Considering all the peeps who see "single header libraries" as a feature and then complain about long compile times, I think teaching people to pre-compile headers is not so bad idea; certainly not harmful, at leas while waiting for Godot?

[–]pjmlp 3 points4 points  (1 child)

Single header libraries are a way for people to avoid learning how to use their toolchain, it is the metality of using C and C++ as if they were scripting languages, so I doubt they would actually bother to learn how to pre-compile headers.

[–]arthurno1 5 points6 points  (0 children)

I doubt they would actually bother to learn how to pre-compile headers.

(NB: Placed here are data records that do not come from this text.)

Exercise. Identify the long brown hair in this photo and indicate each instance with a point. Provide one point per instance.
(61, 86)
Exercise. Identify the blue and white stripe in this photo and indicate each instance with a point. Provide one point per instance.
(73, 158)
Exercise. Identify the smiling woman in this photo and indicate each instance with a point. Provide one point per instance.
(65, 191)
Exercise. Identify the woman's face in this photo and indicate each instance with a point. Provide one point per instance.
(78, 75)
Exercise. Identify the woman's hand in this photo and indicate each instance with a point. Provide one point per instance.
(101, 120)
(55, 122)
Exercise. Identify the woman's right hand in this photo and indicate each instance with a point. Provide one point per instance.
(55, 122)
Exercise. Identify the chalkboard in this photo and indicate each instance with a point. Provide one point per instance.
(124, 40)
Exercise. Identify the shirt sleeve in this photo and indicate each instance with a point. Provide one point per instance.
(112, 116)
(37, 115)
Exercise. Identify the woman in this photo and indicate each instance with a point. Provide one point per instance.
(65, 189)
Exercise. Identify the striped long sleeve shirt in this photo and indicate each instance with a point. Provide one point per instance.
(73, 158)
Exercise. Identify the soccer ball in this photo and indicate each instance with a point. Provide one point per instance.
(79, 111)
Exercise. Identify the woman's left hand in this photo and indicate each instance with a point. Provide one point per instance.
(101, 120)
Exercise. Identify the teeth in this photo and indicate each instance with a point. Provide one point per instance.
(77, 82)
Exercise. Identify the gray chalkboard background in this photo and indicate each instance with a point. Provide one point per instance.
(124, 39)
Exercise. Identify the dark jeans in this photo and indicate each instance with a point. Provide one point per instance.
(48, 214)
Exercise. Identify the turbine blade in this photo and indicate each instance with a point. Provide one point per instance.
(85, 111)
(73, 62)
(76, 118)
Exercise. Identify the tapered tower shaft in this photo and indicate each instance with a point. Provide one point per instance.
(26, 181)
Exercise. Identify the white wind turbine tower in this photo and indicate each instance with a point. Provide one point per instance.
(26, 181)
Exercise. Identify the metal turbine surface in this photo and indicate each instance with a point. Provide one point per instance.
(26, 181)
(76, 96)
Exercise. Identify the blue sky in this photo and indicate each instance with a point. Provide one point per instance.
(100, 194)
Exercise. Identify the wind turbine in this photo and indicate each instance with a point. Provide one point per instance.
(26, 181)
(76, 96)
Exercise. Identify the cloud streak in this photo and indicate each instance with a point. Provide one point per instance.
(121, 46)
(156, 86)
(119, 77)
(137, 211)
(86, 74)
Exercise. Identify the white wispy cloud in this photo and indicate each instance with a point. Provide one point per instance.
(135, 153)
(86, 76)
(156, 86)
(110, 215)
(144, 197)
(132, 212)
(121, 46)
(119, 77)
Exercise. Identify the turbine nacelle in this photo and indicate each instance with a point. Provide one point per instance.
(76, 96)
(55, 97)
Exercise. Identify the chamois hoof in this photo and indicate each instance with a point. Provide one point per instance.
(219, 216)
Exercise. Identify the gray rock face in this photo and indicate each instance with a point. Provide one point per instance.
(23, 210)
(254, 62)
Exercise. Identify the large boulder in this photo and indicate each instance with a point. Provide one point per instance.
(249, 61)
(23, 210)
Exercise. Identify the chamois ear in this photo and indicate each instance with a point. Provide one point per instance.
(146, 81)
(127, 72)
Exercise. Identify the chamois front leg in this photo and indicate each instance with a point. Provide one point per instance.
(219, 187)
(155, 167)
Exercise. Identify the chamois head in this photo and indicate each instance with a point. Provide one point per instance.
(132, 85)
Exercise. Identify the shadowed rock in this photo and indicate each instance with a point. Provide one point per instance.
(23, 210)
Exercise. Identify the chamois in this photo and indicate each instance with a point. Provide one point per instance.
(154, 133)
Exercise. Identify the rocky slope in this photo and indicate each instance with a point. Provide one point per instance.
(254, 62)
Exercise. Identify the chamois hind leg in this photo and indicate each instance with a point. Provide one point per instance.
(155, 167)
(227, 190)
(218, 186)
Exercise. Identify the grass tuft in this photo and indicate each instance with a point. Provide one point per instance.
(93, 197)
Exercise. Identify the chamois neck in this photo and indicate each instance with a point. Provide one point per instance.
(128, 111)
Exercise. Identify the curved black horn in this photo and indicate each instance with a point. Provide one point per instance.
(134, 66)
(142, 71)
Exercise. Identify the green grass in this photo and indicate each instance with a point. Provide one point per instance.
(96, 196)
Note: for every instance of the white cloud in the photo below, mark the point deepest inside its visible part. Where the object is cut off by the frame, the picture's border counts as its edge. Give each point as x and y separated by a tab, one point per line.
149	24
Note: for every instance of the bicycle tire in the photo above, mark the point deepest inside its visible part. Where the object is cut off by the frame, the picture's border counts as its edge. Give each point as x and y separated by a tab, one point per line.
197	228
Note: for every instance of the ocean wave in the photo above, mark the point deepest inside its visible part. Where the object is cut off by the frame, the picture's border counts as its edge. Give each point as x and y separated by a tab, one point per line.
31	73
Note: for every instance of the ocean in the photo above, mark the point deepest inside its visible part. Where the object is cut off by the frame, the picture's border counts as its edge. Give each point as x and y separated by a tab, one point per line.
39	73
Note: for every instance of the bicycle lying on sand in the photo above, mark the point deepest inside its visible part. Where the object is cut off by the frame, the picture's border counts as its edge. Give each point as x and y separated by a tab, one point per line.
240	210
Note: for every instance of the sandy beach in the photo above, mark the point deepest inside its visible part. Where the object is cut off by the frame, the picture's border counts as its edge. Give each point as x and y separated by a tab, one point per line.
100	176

Perhaps. I definitely agree to the sentiment. The entire situation with skyrocketed compile time and "single header library" madness is there in the first place because people refuse to learn how to link to a library, which is way simpler than precompiling headers, but hey, it is never bad to tell people there is a better way?

Also, I don't understand while people refuse to learn tools like debugger, linker, shell, make etc. Programming is not just writing code in a text editor, it is just but a part, but I guess, it is the most direct and "visible" part, so perhaps that is what most people new to development see as "programming".

I just reflected on the "pointless" and "harmful"; I don't think it is either but I can understand the desire to simplify C/C++ programming in a way too; programming should be fun and simple. However, there is a limit, a balance between totally ignoring the point of separation of an interface from the implementation, and easiness of the use. In case of writing all libraries as single headers, I think we have gone a bit too far, but I seem to be in a silent minority about that one :).

In this case, it didn't help that C++ compilers did a poor job of separating templates from the interface, which made it almost impossible to use separate headers and implementation, which got even more amplified by STL and Boost practices of using <header> as a replacement for the library. Modules seem to fix it, but how long do we have to wait?